War: I'm with Ron Paul on this one. Send the troops home. We use taxpayers money to keep people based in Germany, Korea, etc and I just think it would make more sense to build up our defense at home. I think we'd stop encouraging our reputation as the world's bully, too. I'm not sure why Republicans are always so army-hungry. They seem to be a little bit more paranoid than Democrats. Maybe that's why they're so concerned about national defense. I know since we're the most powerful nation in the world, we've got to be able to protect ourselves, but if we just lowered our budget as little as 5% on this issue, think of how much money we could use in its stead towards, for example, health care. I'm not saying that war is never justified, I'm just saying that it seems our government tends to be far too willing to jump right in. And then in hindsight, "Well, that five year war probably wasn't a good use of resources... oh well" duh, how many times must history repeat itself.

Gay marriage: Although Obama said when he was running for president that he believed marriage should be between a man and a woman, apparently he told a gay rally that their struggle for rights was similar to the civil rights movement... thus implying that he actually supported gay marriage. Oh well, I'm going to be honest. I don't think there's any stopping it now. 25 years from now it will be the total norm. I wrote a pro-gay marriage paper at BYU, which was probably the only one written there in all of history, (I got an A) but I don't think I would actually vote for it, for reasons in the previous post. But it's so fashionable these days to be pro-gay marriage, really, it's practically très chic.

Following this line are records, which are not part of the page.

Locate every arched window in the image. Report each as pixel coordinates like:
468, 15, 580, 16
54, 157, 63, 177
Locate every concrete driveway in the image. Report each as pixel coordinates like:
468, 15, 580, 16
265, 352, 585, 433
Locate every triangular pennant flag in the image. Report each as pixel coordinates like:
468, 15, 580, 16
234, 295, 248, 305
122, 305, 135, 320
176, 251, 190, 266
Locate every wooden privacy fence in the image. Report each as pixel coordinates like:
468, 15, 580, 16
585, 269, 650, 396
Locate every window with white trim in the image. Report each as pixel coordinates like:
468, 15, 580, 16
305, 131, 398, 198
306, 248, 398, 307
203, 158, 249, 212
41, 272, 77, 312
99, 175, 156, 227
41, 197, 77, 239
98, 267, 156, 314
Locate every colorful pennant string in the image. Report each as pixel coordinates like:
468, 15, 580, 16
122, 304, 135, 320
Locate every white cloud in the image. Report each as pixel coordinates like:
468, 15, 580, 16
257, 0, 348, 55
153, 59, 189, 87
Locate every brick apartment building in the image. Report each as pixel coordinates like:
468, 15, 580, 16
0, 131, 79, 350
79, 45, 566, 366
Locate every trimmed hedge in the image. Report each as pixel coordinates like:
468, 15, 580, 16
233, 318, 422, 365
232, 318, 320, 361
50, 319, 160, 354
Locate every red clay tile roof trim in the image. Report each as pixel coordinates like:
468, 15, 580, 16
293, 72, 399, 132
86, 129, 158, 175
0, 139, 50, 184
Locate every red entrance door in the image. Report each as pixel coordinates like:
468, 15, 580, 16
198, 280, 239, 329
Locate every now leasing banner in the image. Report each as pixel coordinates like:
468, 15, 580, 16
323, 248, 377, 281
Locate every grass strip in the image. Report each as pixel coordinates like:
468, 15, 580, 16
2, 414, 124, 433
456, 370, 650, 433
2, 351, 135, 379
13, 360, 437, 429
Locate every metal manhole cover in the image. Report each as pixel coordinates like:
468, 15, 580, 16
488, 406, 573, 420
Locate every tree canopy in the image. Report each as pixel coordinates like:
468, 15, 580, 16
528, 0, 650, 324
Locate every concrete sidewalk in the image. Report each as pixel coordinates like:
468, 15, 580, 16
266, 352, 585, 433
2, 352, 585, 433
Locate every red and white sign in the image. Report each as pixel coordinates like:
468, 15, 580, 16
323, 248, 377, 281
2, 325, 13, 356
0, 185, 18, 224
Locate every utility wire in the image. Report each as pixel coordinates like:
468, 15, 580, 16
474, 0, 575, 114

Guatanamo Bay: Congratulations, Obama. You did the right thing to close this up. Torturing our enemies will put us right along side the Nazis and Communist regimes. The saddest thing is, anyone would confess anything under those conditions. Think of better ways to get people to tell you what you want to know.

And...that's enough for now. Here's some more of what we've been up to. Berlin is a wonderful city- I love it!!

Marchenbrunnen in Volksgarten (an adorable fountain with fairy tale character statues (the Brothers Grimm are buried here in Berlin)


Jacob and a communist car
Alexanderplatz
Gorgeous...Berlin is so beautiful...
We went to the zoo... biggest zoo in Europe.
Rhinos
My favorite birds...
Nice shot, eh? In Prenzlauer Burg neighborhood
I think this is the River Spree.
Former Communist Prison. That's the wire tapping on the walls. These were paranoid times.
Beautiful Potsdam. Where the Prussian kings went in the summer.
Vomiting fountain
Jacob, not given to superlatives, gave a compliment of this area, saying it was among the most beautiful places he's ever seen...

Graves of Fanny and Felix Mendelssohn. It doesn't bode likely for a person, if he or she happens to be fantastically talented, to get a lot of whistles on their tombstone. You're much more likely to have a fancy grave if you are rich. Here is Bertolt Brecht's grave. He was a popular playwright.
About as plain as you can get.
Medieval choir stalls.
Alter piece. It's official. Italy has the most beautiful religious art. (This museum had a ton of stuff from Italy.) Free museum night is Thursday, so I walk around til my feet get tired.